# I can't identify this dinosaur! Please Help?



## Taron (Sep 23, 2009)

I found this thing on memorial day and it just happened to be on my line!



















This Flathead was unofficialy 57 pounds with the tail on the ground. The lake scale just wasn't made for my skills I guess. With tail off the ground on a hand scale it registered at 61 but who knows if that is right. I am guessing more around the area of 59 pounds.


----------



## azure89 (Jan 5, 2009)

That is ridiculous!  Nice catch man. I'm guessing you released it since you didn't get an official weight?


----------



## Brien (Aug 27, 2009)

I don't believe you !!!!!


----------



## jubjub47 (Sep 9, 2008)

Hand scales are never accurate. I have a scale at work that is certified for weighing official records in Texas and the hand scales are always about 5lbs off in either direction. If you have a bass pro shops near by they will have a certified scale that will weigh it.


----------



## Julio (Oct 8, 2007)

wow, that is crazy, did you eat it or released it?


----------



## cin_cindi (Apr 15, 2010)

I can help identify it...it's a fish!!! 
(couldn't resist!)


----------



## tclipse (Sep 19, 2009)

dude, that's monster.


----------



## Jadenkisses (Jun 9, 2010)

I'm pretty sure it's a catfish.


----------



## stevenhman (Feb 19, 2008)

Maybe...

*Flathead Catfish* _Pylodictis olivaris ???
_


----------



## andred82vert (Apr 8, 2008)

cin_cindi said:


> I can help identify it...it's a fish!!!
> (couldn't resist!)


ehhh, kinda looks like a baby stegosaurus to me...


----------



## dart_frog_junkie (Apr 9, 2009)

stevenhman said:


> Maybe...
> 
> *Flathead Catfish* _Pylodictis olivaris ???
> _


Yeah, its a flathead catfish. They are usually found in larger rivers and some lakes. I usually catch them in river bends near heavy cover. What were you using for bait?


----------



## SamsonsFrogs (Mar 4, 2009)

Awesome catch man. What pound test where you using?


----------



## zcasc (Dec 8, 2009)

andred82vert said:


> ehhh, kinda looks like a baby stegosaurus to me...

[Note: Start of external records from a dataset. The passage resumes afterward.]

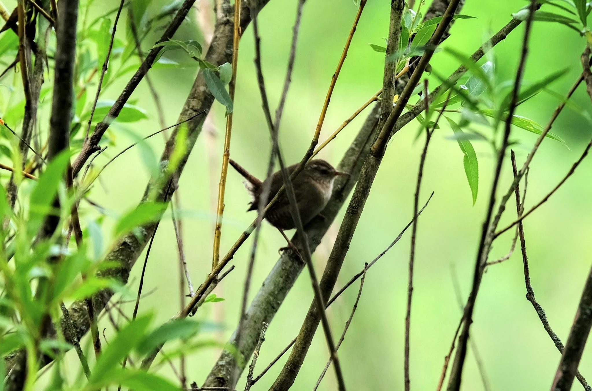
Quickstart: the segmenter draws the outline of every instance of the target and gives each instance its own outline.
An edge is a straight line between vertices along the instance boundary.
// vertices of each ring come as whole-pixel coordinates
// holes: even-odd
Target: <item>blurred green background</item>
[[[10,9],[12,3],[6,2]],[[168,2],[154,0],[149,12],[156,12]],[[428,2],[429,3],[430,2]],[[387,34],[390,2],[369,0],[362,14],[331,100],[321,139],[328,135],[381,87],[384,57],[368,43],[382,44]],[[84,2],[83,2],[84,4]],[[117,7],[118,1],[95,2],[89,18]],[[262,62],[268,93],[275,109],[285,72],[291,28],[297,2],[270,1],[259,14]],[[467,0],[462,13],[477,19],[458,20],[452,35],[443,44],[467,54],[472,53],[491,34],[511,18],[511,14],[527,3],[500,0],[484,2]],[[209,2],[196,2],[188,20],[175,35],[181,40],[204,42],[198,18],[211,7]],[[424,9],[427,9],[426,4]],[[200,11],[201,9],[201,11]],[[555,9],[547,11],[556,11]],[[288,96],[280,132],[284,156],[289,163],[300,159],[310,143],[331,76],[334,72],[351,23],[356,12],[353,1],[312,0],[304,7],[292,82]],[[120,22],[121,23],[121,22]],[[519,27],[493,50],[498,81],[514,77],[524,27]],[[149,49],[161,34],[154,31],[144,41]],[[124,29],[118,30],[124,39]],[[564,95],[581,72],[580,54],[585,41],[574,31],[559,24],[535,22],[525,75],[526,81],[536,81],[550,73],[570,67],[563,77],[549,86]],[[197,72],[197,63],[182,53],[168,52],[165,57],[186,66],[182,69],[154,69],[149,75],[165,107],[166,122],[175,123]],[[268,131],[260,109],[253,59],[250,27],[240,43],[238,79],[234,103],[231,156],[256,176],[265,175],[270,144]],[[482,60],[480,63],[482,63]],[[458,66],[445,52],[436,54],[430,63],[439,74],[448,75]],[[102,92],[102,99],[114,99],[131,76],[123,77]],[[53,77],[53,76],[52,76]],[[2,83],[18,85],[20,76],[8,76]],[[95,85],[89,91],[94,93]],[[432,80],[430,86],[437,85]],[[3,93],[4,95],[4,93]],[[144,82],[132,96],[135,104],[144,108],[149,119],[126,127],[144,135],[160,128],[155,106]],[[574,102],[588,109],[590,101],[583,86]],[[542,93],[520,106],[517,113],[544,124],[558,104],[555,98]],[[46,111],[47,111],[46,108]],[[4,110],[3,106],[2,109]],[[320,154],[336,164],[349,144],[367,113],[352,122]],[[178,190],[181,208],[191,211],[183,219],[185,250],[193,283],[199,285],[210,269],[214,214],[220,175],[224,129],[224,109],[215,103],[211,122],[200,136],[181,178]],[[455,270],[462,300],[471,288],[477,245],[480,235],[490,191],[494,157],[485,143],[474,142],[480,164],[480,189],[476,204],[462,166],[462,154],[446,121],[436,131],[430,146],[420,198],[422,204],[432,191],[435,194],[419,222],[416,250],[414,300],[411,317],[411,383],[414,390],[434,390],[444,356],[461,316],[453,285]],[[44,122],[41,122],[44,126]],[[364,213],[346,258],[337,287],[346,282],[374,258],[398,234],[412,215],[413,198],[423,147],[423,138],[414,142],[419,124],[411,122],[399,132],[390,144]],[[110,147],[96,159],[104,164],[134,141],[122,125],[112,127],[116,146]],[[485,131],[483,130],[483,131]],[[565,140],[568,148],[546,139],[531,165],[526,208],[538,202],[563,177],[591,136],[590,124],[575,111],[566,108],[553,128]],[[536,140],[536,135],[521,129],[513,131],[513,146],[519,165]],[[152,138],[150,145],[155,157],[160,155],[163,141]],[[122,156],[101,176],[100,185],[92,199],[108,211],[104,227],[104,245],[109,245],[110,234],[115,217],[134,207],[140,200],[149,171],[143,164],[140,149]],[[507,162],[509,163],[509,161]],[[549,322],[565,342],[571,326],[592,256],[592,161],[584,161],[565,185],[543,206],[525,221],[532,283],[536,298],[545,309]],[[504,166],[500,188],[503,192],[511,180],[509,164]],[[2,177],[6,175],[2,173]],[[226,189],[226,209],[221,253],[225,253],[242,230],[255,217],[247,214],[249,197],[242,178],[231,169]],[[83,218],[89,221],[98,215],[88,203],[81,206]],[[501,224],[514,219],[513,198]],[[322,272],[330,252],[342,215],[336,219],[314,254],[317,272]],[[504,224],[505,223],[505,224]],[[84,225],[84,223],[83,223]],[[508,251],[513,233],[497,240],[491,259]],[[226,341],[239,318],[245,267],[252,242],[248,241],[236,254],[236,269],[215,293],[225,301],[205,305],[198,317],[223,325],[218,331],[204,332],[199,338]],[[278,258],[277,250],[284,245],[279,232],[268,223],[263,227],[253,277],[251,296]],[[403,240],[369,272],[357,312],[345,341],[339,350],[346,383],[351,390],[391,390],[403,387],[403,338],[407,292],[410,236]],[[134,268],[128,284],[129,296],[135,297],[144,255]],[[146,270],[144,292],[156,290],[140,303],[140,312],[153,312],[156,324],[173,315],[179,304],[178,261],[175,234],[170,219],[163,222],[156,236]],[[351,311],[358,285],[356,283],[329,311],[334,335],[339,336]],[[530,303],[525,298],[523,267],[519,250],[507,261],[490,267],[485,273],[477,302],[473,342],[478,348],[492,390],[545,389],[549,387],[560,355],[543,329]],[[307,273],[300,276],[290,292],[266,335],[258,361],[259,370],[297,334],[313,299]],[[133,303],[122,305],[131,315]],[[113,327],[107,317],[101,318],[99,329],[106,329],[108,342]],[[88,338],[83,341],[89,346]],[[170,347],[168,347],[171,349]],[[165,350],[167,348],[165,347]],[[463,389],[481,390],[484,386],[470,349],[464,374]],[[188,379],[201,384],[217,358],[220,349],[200,350],[186,360]],[[91,354],[90,356],[92,356]],[[317,332],[308,355],[292,388],[310,390],[328,358],[324,337]],[[75,355],[68,356],[72,376],[76,376],[79,363]],[[285,361],[282,358],[253,387],[267,389]],[[580,366],[583,374],[592,377],[592,353],[584,351]],[[259,370],[256,369],[255,372]],[[173,376],[165,365],[160,373]],[[243,374],[244,375],[244,374]],[[244,384],[244,376],[238,388]],[[40,384],[43,382],[40,382]],[[581,386],[574,383],[574,389]],[[40,389],[41,386],[40,385]],[[336,389],[332,369],[327,371],[320,389]]]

Haha, baby stegosaurus indeed. 

What were you using to angle that thing in? Did you have a muskrat on your hook or something?


----------



## zcasc (Dec 8, 2009)

Definitely a Channel Catfish. 

Congrats on that sucker...you could stuff it and turn it into an ottoman.


----------



## dart_frog_junkie (Apr 9, 2009)

zcasc said:


> Definitely a Channel Catfish.


I don't think so... I'm not trying to start an argument or anything but channel cats have an upper jaw that is longer than the lower jaw, and doesn't look to be that way in the first pic. they also have a heavily forked tail. and usually a channel cat won't get over 40lbs at the most... but it's still a great fish


----------



## stevenhman (Feb 19, 2008)

I thought of c channel when I first saw it too. I'm no catfish expert, but like dart frog junkie says their tail fin is a way more "V" shape.


----------



## Taron (Sep 23, 2009)

Hey guys I was joking when I said I didn't know what it was. It is a flathead catfish and the scale was a certified scale but it was a hanging scale and the fish was too long so its tail was laying on the ground. I wish I could say I caught it on a fishing pole but then I would be lying. Truth be told I caught it with a piece of string and a hook and bread. OK so that was a lie as well. LOL. I caught him on a floating trout line in Lake Milford in Kansas. I don't like eating flathead but the game warden did and begged me for the fish. I kept the head and the local warden kept the meat. The lake record was 63 pounds and had I know it was that close to the lake record we probably would have taken the fish directly to weigh in instead of staying out on the water so long. The bait was a perch about 3-4 inches. With a size 4 kahle hook on tensile strength line with balloon floats. We also caught several thirties and the camp next to us caught a 49 pound blue cat. I did do some real fishing and the biggest flathead I caught was 24 pounds.


----------